Personnage à part dans la chanson française, Gérard Manset vient de publier son nouvel album, Le Language oublié, qui vient presque six ans après son disque précédent, Jadis et naguère. Secret, exigeant, ayant refusé jusqu'à présent l’idée de jouer sa musique en public, il parle peu. Mais c’est toujours avec une franchise et une puissance de feu étonnantes.

Manset ne cache pas son désir de livrer des disques apaisants, qui apportent un baume sur les souffrances et l’ennui de la vie contemporaine. «Ce disque-ci est moins sombre, prévient-il. Les thèmes sont tragiques mais le ton est peut-être plus prophétique, plus à distance.» Dans Le Langage oublié, il est question d’un monde disparu, et disparu depuis peu : la dilution de valeurs sur lesquelles vivait l’Occident depuis des siècles, que la brutalité d’une société télévisée et «transparente» a rendu désuètes. «On est dans le mensonge permanent. Je ne pense pas que ce soit délibéré. Je ne pense pas qu'il y ait un responsable réel, ou des responsables ayant décidé de laisser circuler cette sorte de mal-être de plus en plus grave. Je pense que c'est inconscient, personne ne se rend bien compte. C'est Pandore, et la boîte a été ouverte.»

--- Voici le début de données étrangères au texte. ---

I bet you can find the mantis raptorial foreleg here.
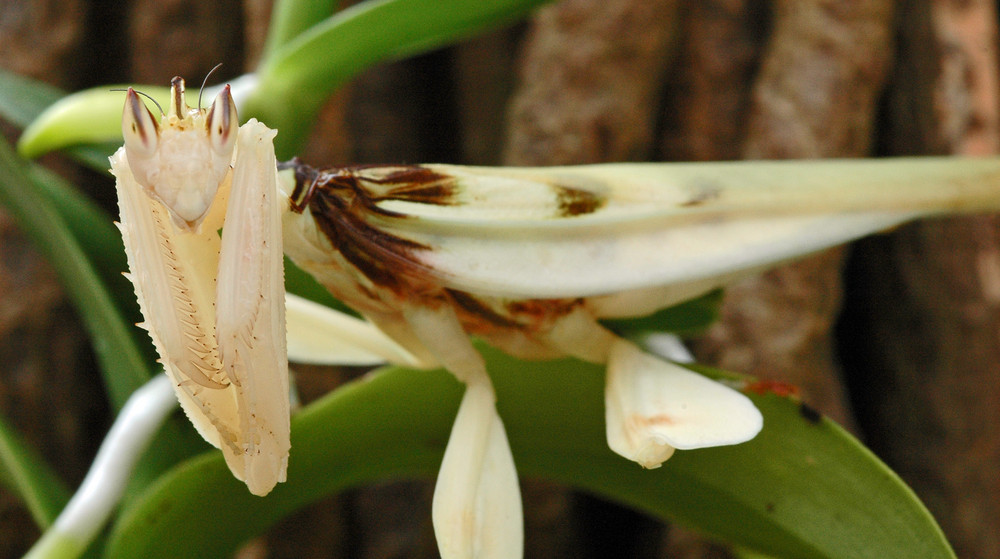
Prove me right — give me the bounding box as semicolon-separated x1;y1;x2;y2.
113;78;288;496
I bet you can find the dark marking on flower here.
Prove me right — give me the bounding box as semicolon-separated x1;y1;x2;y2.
282;159;438;291
282;158;318;212
554;185;605;217
447;289;522;329
680;182;722;207
351;165;458;208
506;298;583;321
765;502;775;513
799;402;822;424
284;161;459;217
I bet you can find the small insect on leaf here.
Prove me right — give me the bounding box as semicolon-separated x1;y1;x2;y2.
112;76;288;496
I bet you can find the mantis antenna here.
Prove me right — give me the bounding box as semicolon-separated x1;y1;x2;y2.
110;88;164;116
197;62;224;110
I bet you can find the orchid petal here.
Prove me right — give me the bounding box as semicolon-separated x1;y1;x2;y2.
285;293;424;367
432;382;523;559
605;339;762;468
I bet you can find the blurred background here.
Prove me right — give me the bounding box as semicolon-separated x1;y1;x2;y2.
1;0;998;557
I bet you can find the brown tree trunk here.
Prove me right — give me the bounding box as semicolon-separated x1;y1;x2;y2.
503;1;681;556
841;2;1000;557
691;0;895;431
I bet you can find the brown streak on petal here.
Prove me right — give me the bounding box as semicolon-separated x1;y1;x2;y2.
352;166;460;207
447;290;523;328
301;165;433;293
285;158;318;212
506;298;583;322
287;161;460;213
554;185;605;216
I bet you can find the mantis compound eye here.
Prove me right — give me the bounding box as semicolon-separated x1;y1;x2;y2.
122;88;159;159
206;85;238;158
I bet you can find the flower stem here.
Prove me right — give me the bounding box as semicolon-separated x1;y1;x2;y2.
23;374;177;559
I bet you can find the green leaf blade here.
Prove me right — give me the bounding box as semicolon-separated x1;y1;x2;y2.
248;0;550;155
16;86;169;162
105;348;953;559
0;136;150;407
0;413;71;529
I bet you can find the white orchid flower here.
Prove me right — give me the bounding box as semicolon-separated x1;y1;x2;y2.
109;76;1000;559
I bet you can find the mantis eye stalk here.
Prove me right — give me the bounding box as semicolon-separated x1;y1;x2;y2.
122;88;159;159
206;85;238;157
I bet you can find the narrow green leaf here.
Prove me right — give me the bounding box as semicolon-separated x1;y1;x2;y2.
0;413;70;529
0;135;150;407
106;347;952;559
604;289;724;337
17;86;169;162
247;0;551;155
24;165;142;323
0;69;66;128
260;0;339;61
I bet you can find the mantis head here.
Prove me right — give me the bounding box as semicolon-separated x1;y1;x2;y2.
122;76;238;230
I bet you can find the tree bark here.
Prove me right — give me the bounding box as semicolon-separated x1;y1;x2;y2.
841;1;1000;556
503;0;681;556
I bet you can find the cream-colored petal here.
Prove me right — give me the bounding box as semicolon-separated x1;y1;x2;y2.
285;293;424;367
605;339;762;468
432;382;523;559
396;305;523;559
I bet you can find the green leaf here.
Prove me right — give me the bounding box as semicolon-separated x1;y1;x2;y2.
260;0;339;61
604;288;724;337
0;135;150;407
105;347;952;559
0;69;66;129
0;70;121;173
0;413;71;529
247;0;551;155
17;85;169;163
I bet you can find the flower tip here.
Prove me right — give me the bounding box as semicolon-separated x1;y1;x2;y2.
605;339;763;468
432;384;523;559
630;441;675;469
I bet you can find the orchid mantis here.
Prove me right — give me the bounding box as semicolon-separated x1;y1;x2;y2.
113;78;289;496
111;76;1000;559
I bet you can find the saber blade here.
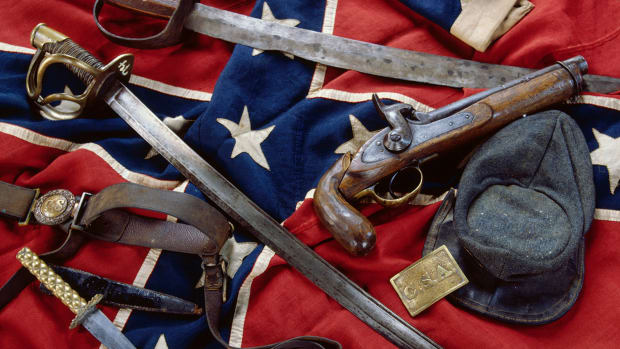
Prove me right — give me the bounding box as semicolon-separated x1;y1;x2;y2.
102;0;619;93
16;247;136;349
104;79;440;349
183;3;618;93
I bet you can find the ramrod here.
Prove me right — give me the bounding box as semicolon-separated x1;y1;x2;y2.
313;56;587;256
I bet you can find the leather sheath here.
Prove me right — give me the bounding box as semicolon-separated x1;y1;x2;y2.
41;264;202;315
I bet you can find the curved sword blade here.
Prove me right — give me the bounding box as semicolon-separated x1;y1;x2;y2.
185;3;619;93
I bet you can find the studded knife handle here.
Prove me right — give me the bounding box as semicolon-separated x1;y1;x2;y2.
17;247;87;314
26;23;134;120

Il a fallu du temps, depuis Jadis et naguère en 1998, pour que Manset sorte un nouveau disque. Mais ce qui l’a retardé n’a rien à voir avec des problèmes d’inspiration: «Je ne voulais pas sortir un album comme Jadis et naguère ou La Vallée de la paix, mais faire une petite avancée dans le sens du numérique.» Et Manset est volontiers autarcique: auteur, compositeur, interprète et réalisateur de ses disques, il en est aussi, en général, l’ingénieur du son. Cette fois-ci autant que les précédentes, mais avec une nuance de taille: «En fait, il y a avait un disque qui devait sortir l'année dernière, et que j'ai laissé de côté pour des raisons d'ordre technique. Sur le plan du son, nous sommes à une étape charnière avec le passage de l'analogique au numérique. Il n'y a presque plus de magnétophones analogiques, presque tout se fait sur Pro Tools mais il n'y a quasiment personne de compétent dans le domaine. Alors il m'a fallu ré-endosser la panoplie du preneur de son et de l'ingénieur. C'est un peu fatiguant à mon âge de tout recommencer à zéro: ça a pris une ou deux bonnes années de plus. Comme je fais beaucoup d'images, je travaille depuis longtemps sur le logiciel Photoshop. Je n'aurais pas admis que Pro Tools ne soit pas aussi performant. Or ça l'est mais, en général, la hot line ne répond pas ou n'a pas la solution.»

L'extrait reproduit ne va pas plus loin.